Every so often an opinion piece circulates citing a research paper that posits that nutritional supplements, and multivitamins in particular, are more detrimental than helpful. Looking directly at the research being cited in this current round of nutritional supplement defamation, it seems to be no more than a sensational headline.
The first study claimed to find that among about 40,000 older woman surveyed, there was an increased risk of mortality for those taking supplements.
However: multivitamin use was self-reported. Their results were based on “multivariable adjusted proportional hazards regression models” which I hope means they attempted to control for the fact that people who take multivitamins are more likely to already have health concerns.
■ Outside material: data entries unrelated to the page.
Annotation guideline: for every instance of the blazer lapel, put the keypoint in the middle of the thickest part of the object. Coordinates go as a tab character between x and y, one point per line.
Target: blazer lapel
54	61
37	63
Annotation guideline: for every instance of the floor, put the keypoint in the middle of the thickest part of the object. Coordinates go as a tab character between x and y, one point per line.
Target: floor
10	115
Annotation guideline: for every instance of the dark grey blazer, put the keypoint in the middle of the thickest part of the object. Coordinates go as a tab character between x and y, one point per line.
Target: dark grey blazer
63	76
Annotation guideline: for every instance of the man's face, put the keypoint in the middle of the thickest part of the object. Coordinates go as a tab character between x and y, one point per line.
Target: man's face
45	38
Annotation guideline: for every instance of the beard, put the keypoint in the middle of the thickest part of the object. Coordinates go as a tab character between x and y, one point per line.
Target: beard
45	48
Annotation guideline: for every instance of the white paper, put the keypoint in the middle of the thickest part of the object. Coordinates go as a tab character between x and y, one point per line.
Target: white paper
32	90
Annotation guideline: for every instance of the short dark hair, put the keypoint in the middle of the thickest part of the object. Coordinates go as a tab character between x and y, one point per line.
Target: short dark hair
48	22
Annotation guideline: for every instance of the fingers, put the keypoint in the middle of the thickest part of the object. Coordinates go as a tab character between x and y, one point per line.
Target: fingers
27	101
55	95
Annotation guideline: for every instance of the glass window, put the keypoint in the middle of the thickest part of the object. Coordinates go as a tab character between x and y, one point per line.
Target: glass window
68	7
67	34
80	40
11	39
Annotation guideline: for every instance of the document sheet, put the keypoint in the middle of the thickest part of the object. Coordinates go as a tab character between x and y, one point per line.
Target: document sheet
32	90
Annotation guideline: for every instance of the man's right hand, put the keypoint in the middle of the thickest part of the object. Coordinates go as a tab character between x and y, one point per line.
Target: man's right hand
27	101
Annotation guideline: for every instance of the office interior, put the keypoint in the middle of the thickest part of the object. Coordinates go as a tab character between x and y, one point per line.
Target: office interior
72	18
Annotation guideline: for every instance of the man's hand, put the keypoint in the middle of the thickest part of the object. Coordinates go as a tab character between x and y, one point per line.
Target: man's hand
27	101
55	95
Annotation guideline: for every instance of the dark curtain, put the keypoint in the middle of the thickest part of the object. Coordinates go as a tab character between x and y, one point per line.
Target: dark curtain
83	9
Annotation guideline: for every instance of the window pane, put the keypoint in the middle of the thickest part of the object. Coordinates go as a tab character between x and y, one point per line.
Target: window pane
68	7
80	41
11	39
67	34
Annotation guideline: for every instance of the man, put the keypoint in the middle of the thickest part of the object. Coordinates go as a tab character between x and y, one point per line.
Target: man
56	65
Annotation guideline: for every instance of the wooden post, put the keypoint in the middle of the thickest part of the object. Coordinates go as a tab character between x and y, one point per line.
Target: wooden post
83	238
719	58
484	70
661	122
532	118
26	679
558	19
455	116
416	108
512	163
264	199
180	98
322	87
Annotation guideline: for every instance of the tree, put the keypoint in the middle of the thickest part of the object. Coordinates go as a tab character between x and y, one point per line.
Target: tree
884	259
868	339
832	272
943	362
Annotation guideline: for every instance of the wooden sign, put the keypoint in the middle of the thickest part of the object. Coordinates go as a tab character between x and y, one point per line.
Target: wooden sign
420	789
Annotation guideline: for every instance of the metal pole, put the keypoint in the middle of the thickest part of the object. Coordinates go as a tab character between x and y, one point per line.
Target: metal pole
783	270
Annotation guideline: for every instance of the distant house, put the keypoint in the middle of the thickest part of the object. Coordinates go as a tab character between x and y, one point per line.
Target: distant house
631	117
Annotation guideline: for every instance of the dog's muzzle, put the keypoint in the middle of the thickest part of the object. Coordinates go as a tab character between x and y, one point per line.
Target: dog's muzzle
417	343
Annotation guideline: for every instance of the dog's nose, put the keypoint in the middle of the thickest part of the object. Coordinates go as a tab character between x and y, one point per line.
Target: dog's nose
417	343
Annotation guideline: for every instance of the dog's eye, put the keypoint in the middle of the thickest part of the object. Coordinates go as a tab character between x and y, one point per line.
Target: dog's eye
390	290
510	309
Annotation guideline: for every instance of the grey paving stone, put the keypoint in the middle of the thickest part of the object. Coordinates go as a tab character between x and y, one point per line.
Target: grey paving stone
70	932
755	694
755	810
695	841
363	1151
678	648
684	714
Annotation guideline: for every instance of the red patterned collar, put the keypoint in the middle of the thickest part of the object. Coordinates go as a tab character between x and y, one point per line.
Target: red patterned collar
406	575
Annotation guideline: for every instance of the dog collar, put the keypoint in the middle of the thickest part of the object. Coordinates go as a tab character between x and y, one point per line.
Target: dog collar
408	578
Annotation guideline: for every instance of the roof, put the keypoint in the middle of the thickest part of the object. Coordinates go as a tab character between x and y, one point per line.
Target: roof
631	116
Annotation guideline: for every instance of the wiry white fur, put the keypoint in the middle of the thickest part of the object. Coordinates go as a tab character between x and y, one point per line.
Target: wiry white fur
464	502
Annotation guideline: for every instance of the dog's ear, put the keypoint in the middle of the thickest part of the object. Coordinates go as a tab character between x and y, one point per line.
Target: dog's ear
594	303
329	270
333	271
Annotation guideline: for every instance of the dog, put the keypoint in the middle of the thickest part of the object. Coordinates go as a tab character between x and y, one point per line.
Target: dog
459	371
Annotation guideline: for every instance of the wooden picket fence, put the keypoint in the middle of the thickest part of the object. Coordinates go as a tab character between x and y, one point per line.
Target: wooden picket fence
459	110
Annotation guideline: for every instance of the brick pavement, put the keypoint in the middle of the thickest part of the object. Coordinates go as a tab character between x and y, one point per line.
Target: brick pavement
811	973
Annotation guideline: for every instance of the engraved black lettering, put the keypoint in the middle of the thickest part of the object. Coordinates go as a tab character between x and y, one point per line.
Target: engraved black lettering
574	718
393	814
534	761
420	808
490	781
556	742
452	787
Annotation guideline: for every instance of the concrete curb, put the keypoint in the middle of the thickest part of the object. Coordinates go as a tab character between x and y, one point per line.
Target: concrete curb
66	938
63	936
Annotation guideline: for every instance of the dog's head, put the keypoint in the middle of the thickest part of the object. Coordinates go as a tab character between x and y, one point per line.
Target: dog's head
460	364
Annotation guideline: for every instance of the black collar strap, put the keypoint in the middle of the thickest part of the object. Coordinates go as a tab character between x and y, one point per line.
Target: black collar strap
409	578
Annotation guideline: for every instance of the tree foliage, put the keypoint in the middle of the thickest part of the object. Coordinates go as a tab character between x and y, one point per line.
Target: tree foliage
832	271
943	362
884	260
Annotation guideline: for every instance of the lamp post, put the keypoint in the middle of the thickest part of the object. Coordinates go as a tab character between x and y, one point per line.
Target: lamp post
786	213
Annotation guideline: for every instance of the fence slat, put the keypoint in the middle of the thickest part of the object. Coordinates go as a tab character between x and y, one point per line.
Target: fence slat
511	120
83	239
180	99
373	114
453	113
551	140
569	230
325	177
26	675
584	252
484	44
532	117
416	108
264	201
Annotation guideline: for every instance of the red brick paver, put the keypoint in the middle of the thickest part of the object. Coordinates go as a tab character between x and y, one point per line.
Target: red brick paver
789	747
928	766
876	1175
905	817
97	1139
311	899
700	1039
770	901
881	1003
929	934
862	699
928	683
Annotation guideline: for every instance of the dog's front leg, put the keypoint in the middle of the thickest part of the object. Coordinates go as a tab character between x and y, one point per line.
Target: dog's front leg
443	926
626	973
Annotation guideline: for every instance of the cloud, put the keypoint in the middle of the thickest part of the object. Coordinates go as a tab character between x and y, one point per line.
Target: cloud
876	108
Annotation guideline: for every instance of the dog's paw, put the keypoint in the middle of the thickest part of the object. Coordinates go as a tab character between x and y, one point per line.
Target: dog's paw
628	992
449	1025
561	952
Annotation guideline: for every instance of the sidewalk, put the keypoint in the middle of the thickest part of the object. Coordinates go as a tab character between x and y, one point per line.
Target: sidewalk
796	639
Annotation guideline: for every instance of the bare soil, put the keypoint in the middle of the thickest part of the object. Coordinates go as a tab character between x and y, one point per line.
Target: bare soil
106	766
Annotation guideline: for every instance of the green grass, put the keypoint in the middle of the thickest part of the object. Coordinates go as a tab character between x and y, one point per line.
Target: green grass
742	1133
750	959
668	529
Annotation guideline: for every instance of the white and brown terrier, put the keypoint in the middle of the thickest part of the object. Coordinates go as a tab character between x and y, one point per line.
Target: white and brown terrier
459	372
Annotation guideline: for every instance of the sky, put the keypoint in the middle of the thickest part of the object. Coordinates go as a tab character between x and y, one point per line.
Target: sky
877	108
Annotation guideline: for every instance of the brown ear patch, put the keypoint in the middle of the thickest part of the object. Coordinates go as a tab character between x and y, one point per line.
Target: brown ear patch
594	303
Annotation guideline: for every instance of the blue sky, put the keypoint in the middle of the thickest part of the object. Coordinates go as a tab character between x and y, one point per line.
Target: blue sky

There was a study a few years ago that this reminds me of: it claimed to find that athletes who stretched were more likely to injure themselves, but it didn’t control for quantity of exercise. A professional athlete who stretches, but works everyday to push their body to the limit, is of course far more likely to injure themselves compared to a casual exerciser who doesn’t stretch. That doesn’t mean there’s a causality between stretching and injury, just like I wonder how well they controlled for existing/anticipated illness and multivitamin use (i.e. “my mother had bad health issues, I better be proactive and take a nutritional supplement”).
A second study found that, when looking at 68 different randomized trials (as opposed to self-reported use), “there was no significant effect on mortality”. The more you add controls (blind, randomized studies with follow-ups), the less correlation there seems to be.
So avoid the attention grabbing headlines, and make nutritional supplement decisions based on your personal needs, history, and family health. Take to a nutritionist, a naturopath, and/or your family doctor.